Steps to planting a square:

  • Light a fire on a square and let it burn out
  • Stand on the square with the burnt-out fire
  • ALT-A to open the Agricuture Option and Prepare the Soil (you will need a shovel)
  • Wait until the ground cools (Takes a day or so)
  • ALT-A to Plant/sow

Note: You can plant multiple seeds on a single tile but some will not sprout.


Steps to harvesting a square:

  • Wait until the crop is ready to harvest (using ALT+A - HARVEST will inform you if the crop is ripe)
  • Have a cutting tool and use ALT+A to reap what you sowed (this will drop the full-grown plant to the tile)
  • Stand over the plants and use ALT+A to THRESH this will give you leaves, roots, seeds and flowers
  • Rejoice and praise the spirits
  • Remember to conserve some seeds for replanting next Swidden

Notes: Unknown plants can be harvested in the same way and thus be stockpiled until identified. The most efficient tool for harvest as of 3.32 is the masterwork woodsman's axe. (requests cutting tool, tested with various knives sickle and various axes on unknown grass.) Some herbs have an additional flowering stage and can be harvested then to gain flowers. They will say flowering in their description. Berries are harvested by hand and give only berries which cannot be replanted.

Farmer's calendar

This is the schedule for a farmer

See the plants page for more detailed information about individual plants. It's important to make sure plants have enough time to grow from the day they are planted before the start of their withering month. (Months have 30 days, except Hay and Center, which have 32.)

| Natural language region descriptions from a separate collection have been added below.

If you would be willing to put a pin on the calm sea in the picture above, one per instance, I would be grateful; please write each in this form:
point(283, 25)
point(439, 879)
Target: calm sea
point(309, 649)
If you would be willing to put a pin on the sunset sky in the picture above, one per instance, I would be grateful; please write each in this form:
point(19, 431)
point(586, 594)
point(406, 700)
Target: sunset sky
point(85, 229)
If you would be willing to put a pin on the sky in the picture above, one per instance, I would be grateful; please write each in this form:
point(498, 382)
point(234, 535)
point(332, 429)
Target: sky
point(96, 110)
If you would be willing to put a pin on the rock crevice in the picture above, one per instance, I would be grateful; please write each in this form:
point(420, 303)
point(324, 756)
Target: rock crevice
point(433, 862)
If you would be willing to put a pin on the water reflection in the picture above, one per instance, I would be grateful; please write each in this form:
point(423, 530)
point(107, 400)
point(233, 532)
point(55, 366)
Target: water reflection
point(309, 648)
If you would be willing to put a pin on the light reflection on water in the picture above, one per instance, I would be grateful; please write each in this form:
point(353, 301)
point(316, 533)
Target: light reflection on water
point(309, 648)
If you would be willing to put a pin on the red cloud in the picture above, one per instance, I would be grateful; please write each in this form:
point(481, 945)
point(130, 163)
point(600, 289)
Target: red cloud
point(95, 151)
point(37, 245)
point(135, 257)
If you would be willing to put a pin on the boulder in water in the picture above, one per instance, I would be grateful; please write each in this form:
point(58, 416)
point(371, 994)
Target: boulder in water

If plants are fully grown before they start withering, they can still be harvested. The withering process ends in the latter half of the withering month making the plants unharvestable. A plants withering condition can be checked by examining with L key. If the plant is still withering, it can be harvested and examining it tells how long until it withers (e.g. a week).

CHANGE: from v3.18 onward months' names are changed but the below still keep both names for ease of use across all versions.

April/Swidden

Planting: Broad beans, Hemp, Rye*, Barley*, Turnip*

* These won't sprout until the next month starts, but they have a long growing time so its advantageous to plant them early.

Time to prepare new soils if you see there's more seeds than planned.

May/Seedtime

Planting: Rye (the first two days), Peas, Turnip, Barley (try to finish until 10th), Hemp (until the 20th), Clayweed

Priority: Rye, Barley, Hemp, Peas, Turnip

June/Fallow

Planting: Nettle, Sorrel, Yarrow

Still can plant: Peas(until last week), Turnips, Broadbeans, Clayweed

Prepare new soils if you feel like more turnips

July/Hay

Harvest: Turnips

Still can plant: Broadbeans (first week), Turnip (until last week), the first two weeks: Yarrow, Nettle, Sorrel

Harvest: In the last weeks: Nettle, Sorrel, Yarrow

August/Harvest

Harvest: Rye, Barley, Turnip, Peas, Hemp, Broadbeans, Clayweed, Nettle, Sorrel, Yarrow

September/Fall

Planting: Rye*, Barley*, Turnip*

Harvest: Rye, Barley

Starts withering: Rye, Barley, Turnip, Peas, Nettle

* These won't sprout until the next Seedtime (May).

October/Dirt

Planting: Rye*, Barley*, Turnip*

Starts withering: Hemp, Sorrel, Yarrow, Clayweed

* These won't sprout until the next Seedtime (May). See Autumn planting below for more details.

November/Dead

Starts withering: Broadbeans

As you can see, Turnips, with great effort and care, can give two crops a year.